A week before the D.C. Council overwhelmingly approved a $38 million lottery contract to Greek gaming giant Intralot, veteran D.C. lawyer Roderic L. Woodson testified before a council committee about a problematic aspect of the deal.
“Subsequent to contract award, it is our understanding Intralot has committed to subcontract with Veterans Services Corporation in carrying out its responsibilities under the lottery contract,” said Mr. Woodson, who represented a local company that was among those that vied for a piece of the D.C. Lottery contract.
“It goes without saying that VSC could not have been considered by the evaluation committee,” he said at the Nov. 24 hearing, pointing to the fact that VSC President Emmanuel S. Bailey presented his firm at the hearing as a “partner” of Intralot, despite having sat out the formal procurement process.
“How can that be part of the award justification if in fact that subcontract arrangement did not occur until after the contract award?” Mr. Woodson asked.
Legal critics share Mr. Woodson’s concerns, which raised another troubling aspect of the deal: The District of Columbia, despite embarrassing lottery glitches in recent years and a drawn-out procurement process fraught with politics and charges of cronyism, adopted a minimal vetting standard out of step with most states that operate a lottery.
“It’s laughable,” said one former D.C. lawyer with extensive contracting experience who spoke on the condition of anonymity because he was not authorized by his firm to discuss the matter. “To have an award to a prime contractor, and then to engage in some sort of arrangement to include another entity — the government can’t feel comfortable that the entity is capable of doing what it says it is capable of doing.
“You have to know their status with the IRS and the results of their record-keeping audits. You have to ensure their books and records are clean, and that they have a functioning board of directors. You’re looking to see if they are a responsible entity.”
VSC and Intralot inked a partnership deal on Nov. 23 that grants VSC a 51 percent equity share in the lottery contract. The council approved Intralot as the lottery operator on Dec. 1. In February, after conducting a criminal background check, D.C. Chief Financial Officer Natwar M. Gandhi’s office approved a subcontract between Intralot and DC09 LLC, the joint venture between Intralot and VSC. Mr. Gandhi wrote to D.C. Attorney General Peter J. Nickles on June 30 that “further vetting of VSC or DC09 LLC is not necessary.”

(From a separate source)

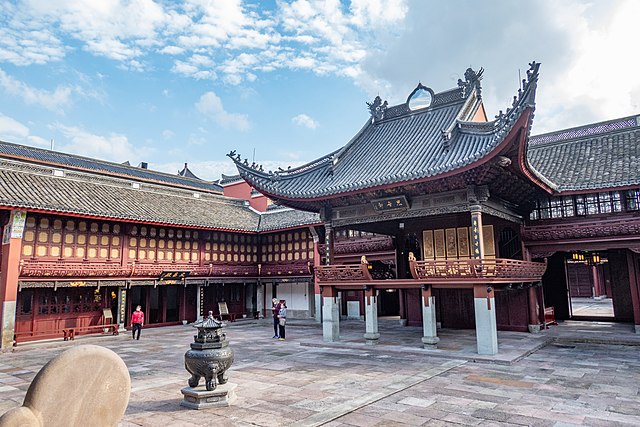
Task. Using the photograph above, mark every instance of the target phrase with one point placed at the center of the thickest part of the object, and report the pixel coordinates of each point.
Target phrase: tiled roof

Mr. Bailey is CEO of DC09 LLC.
In defending the arrangement, Mr. Gandhi’s office said Intralot is fully responsible for the functioning of the lottery and that the city’s lottery board can demand removal of a subcontractor if it fails to operate properly.
But another veteran government contracts lawyer, who also declined to be named because he has provided legal advice to the District, said the arrangement is “soft,” because the city has contracted with a different entity from the one that, according to the subcontract, “shall provide and furnish all labor, tools, supplies, equipment, services, facilities, supervision and administration necessary for the performance of the lottery contract.”
Even if the District attempts to remove a subcontractor, the veteran lawyer said, it creates an atmosphere for “claims and counterclaims and litigation that can be avoided by contracting with the entity that will do the actual work.”
Lottery officials in other states said a higher standard of review is required in their jurisdictions.
Jackie Barreiros, director of public affairs for the Florida Lottery, said that if a lottery contract exceeds $25,000, a subcontractor by law goes through “the exact same background check as the general contractor.”
Maryland Lottery officials say the state allows for lottery joint ventures or partnerships, “but only during the [procurement] process if the offerer is a joint venture,” according to procurement director Robert Howells.
Virginia is in line with those states that carefully vet its lottery providers.
“Anyone involved with any of our lottery products must go through security background check,” said John Hagerty, a spokesman for the Virginia Lottery. “We can and do also ask for financial records, conduct on-site surveys and check business references. We do a lot of research.”